I am trying to build a website that updates automatically. It would take a products off eBay amazon and commission junction and compare them by price, and whatever I am able to come up with in the usability testing I am about to do. Is there an API for that. Does eBay provide a way to make a product description page. Thank you Noah
I don't think so either. You'll probably have to create your own database and use the web service APIs that the three companies provide.
Yep, though it's a nice idea, better use it quick Amazon and eBay feeds/APIs are free, but CJ costs, so might be worth getting going with just two first!

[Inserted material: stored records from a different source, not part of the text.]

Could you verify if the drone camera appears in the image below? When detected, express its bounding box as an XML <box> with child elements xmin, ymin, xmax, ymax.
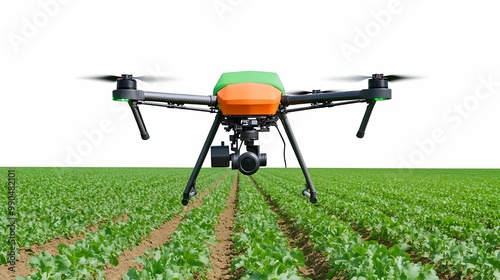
<box><xmin>210</xmin><ymin>142</ymin><xmax>231</xmax><ymax>167</ymax></box>
<box><xmin>210</xmin><ymin>142</ymin><xmax>267</xmax><ymax>175</ymax></box>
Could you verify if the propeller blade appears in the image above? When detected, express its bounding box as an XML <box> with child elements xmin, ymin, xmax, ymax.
<box><xmin>84</xmin><ymin>75</ymin><xmax>121</xmax><ymax>82</ymax></box>
<box><xmin>327</xmin><ymin>75</ymin><xmax>418</xmax><ymax>82</ymax></box>
<box><xmin>84</xmin><ymin>75</ymin><xmax>176</xmax><ymax>82</ymax></box>
<box><xmin>286</xmin><ymin>89</ymin><xmax>340</xmax><ymax>95</ymax></box>
<box><xmin>384</xmin><ymin>75</ymin><xmax>418</xmax><ymax>82</ymax></box>
<box><xmin>134</xmin><ymin>75</ymin><xmax>176</xmax><ymax>82</ymax></box>
<box><xmin>286</xmin><ymin>90</ymin><xmax>311</xmax><ymax>95</ymax></box>
<box><xmin>328</xmin><ymin>75</ymin><xmax>372</xmax><ymax>82</ymax></box>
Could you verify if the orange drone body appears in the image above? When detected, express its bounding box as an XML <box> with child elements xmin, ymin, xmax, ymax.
<box><xmin>214</xmin><ymin>71</ymin><xmax>285</xmax><ymax>116</ymax></box>
<box><xmin>217</xmin><ymin>83</ymin><xmax>282</xmax><ymax>116</ymax></box>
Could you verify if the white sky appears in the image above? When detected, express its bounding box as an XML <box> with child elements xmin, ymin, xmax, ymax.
<box><xmin>0</xmin><ymin>0</ymin><xmax>500</xmax><ymax>168</ymax></box>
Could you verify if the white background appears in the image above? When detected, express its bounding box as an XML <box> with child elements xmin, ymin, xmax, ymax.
<box><xmin>0</xmin><ymin>0</ymin><xmax>500</xmax><ymax>168</ymax></box>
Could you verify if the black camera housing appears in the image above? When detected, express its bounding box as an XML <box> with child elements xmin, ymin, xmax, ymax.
<box><xmin>210</xmin><ymin>126</ymin><xmax>267</xmax><ymax>175</ymax></box>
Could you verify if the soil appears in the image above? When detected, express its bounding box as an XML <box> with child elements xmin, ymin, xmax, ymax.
<box><xmin>0</xmin><ymin>214</ymin><xmax>128</xmax><ymax>279</ymax></box>
<box><xmin>207</xmin><ymin>174</ymin><xmax>238</xmax><ymax>280</ymax></box>
<box><xmin>104</xmin><ymin>175</ymin><xmax>227</xmax><ymax>279</ymax></box>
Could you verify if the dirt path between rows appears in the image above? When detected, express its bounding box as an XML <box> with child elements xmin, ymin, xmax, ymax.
<box><xmin>250</xmin><ymin>177</ymin><xmax>331</xmax><ymax>280</ymax></box>
<box><xmin>0</xmin><ymin>214</ymin><xmax>128</xmax><ymax>279</ymax></box>
<box><xmin>104</xmin><ymin>173</ymin><xmax>232</xmax><ymax>279</ymax></box>
<box><xmin>207</xmin><ymin>173</ymin><xmax>239</xmax><ymax>280</ymax></box>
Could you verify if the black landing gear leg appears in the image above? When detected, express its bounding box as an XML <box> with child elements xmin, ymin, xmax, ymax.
<box><xmin>182</xmin><ymin>111</ymin><xmax>223</xmax><ymax>206</ymax></box>
<box><xmin>278</xmin><ymin>111</ymin><xmax>318</xmax><ymax>203</ymax></box>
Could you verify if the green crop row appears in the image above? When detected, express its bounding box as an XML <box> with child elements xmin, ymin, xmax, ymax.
<box><xmin>306</xmin><ymin>168</ymin><xmax>500</xmax><ymax>279</ymax></box>
<box><xmin>255</xmin><ymin>172</ymin><xmax>437</xmax><ymax>279</ymax></box>
<box><xmin>232</xmin><ymin>176</ymin><xmax>304</xmax><ymax>279</ymax></box>
<box><xmin>124</xmin><ymin>171</ymin><xmax>233</xmax><ymax>280</ymax></box>
<box><xmin>18</xmin><ymin>167</ymin><xmax>227</xmax><ymax>279</ymax></box>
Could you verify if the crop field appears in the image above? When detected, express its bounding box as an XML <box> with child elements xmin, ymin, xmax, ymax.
<box><xmin>0</xmin><ymin>168</ymin><xmax>500</xmax><ymax>279</ymax></box>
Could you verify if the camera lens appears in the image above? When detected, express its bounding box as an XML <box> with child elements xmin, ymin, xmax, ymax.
<box><xmin>238</xmin><ymin>152</ymin><xmax>260</xmax><ymax>175</ymax></box>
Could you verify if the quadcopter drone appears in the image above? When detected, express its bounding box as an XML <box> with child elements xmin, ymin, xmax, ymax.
<box><xmin>100</xmin><ymin>71</ymin><xmax>394</xmax><ymax>205</ymax></box>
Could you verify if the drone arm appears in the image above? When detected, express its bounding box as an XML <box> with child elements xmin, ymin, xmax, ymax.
<box><xmin>113</xmin><ymin>89</ymin><xmax>217</xmax><ymax>106</ymax></box>
<box><xmin>281</xmin><ymin>88</ymin><xmax>391</xmax><ymax>106</ymax></box>
<box><xmin>144</xmin><ymin>91</ymin><xmax>217</xmax><ymax>106</ymax></box>
<box><xmin>356</xmin><ymin>99</ymin><xmax>377</xmax><ymax>138</ymax></box>
<box><xmin>128</xmin><ymin>100</ymin><xmax>149</xmax><ymax>140</ymax></box>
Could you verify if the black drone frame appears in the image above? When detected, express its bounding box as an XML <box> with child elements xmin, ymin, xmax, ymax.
<box><xmin>113</xmin><ymin>74</ymin><xmax>391</xmax><ymax>205</ymax></box>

Shouldn't be too hard with a bit of programming knowledge. Don't know of any ready solution for this. You could call it Amazebay, except that domain is already taken! No, it wasn't me
P.S. Hmm - that's a good idea. Give me about 6 months and I might get round to writing something! Yes, the eBay API gives you XML results which you can parse into nice product description pages, however I don't believe that the user description/blurb is available through the API - could be wrong. You could write a script to scrape it off the site The main problem I can see is matching Amazon products with eBay products in order to do a comparison. Amazon have very long product names, and eBay has totally random item names! So I am not sure how you would match them accurately - certainly not 1for1, even with some clever fuzzy comparison algo.
Well, I think you could do it, but it would have to be item by item (or a small number of items), done manually, and would not be the slickest thing ever. Remember I am not a programmer, but if you knew what you were doing you could spiff it up I bet. Step 1) With BANS, I can get updating eBay feeds, also limit the number of eBay listings on a page, and put the eBay listings side by side. So you set up BANS store with your chosen number ebay widgets. Step 2) Then I could go to Amazon and create a product link (i think this updates) or even a small aStore link (I know this does) of the same widget and place it above or below the eBay listings. Step 3) Go to popshops and find the widgets on a CJ advertiser. Create your popshop store and put it either above or below the eBay listings. Step 4) since you are doing this manually, your product blurb would be written by you and could be done once (top of page) for all products, etc. That might hold you over for the six months that someone suggested it would take to create a unified system that does it automatically.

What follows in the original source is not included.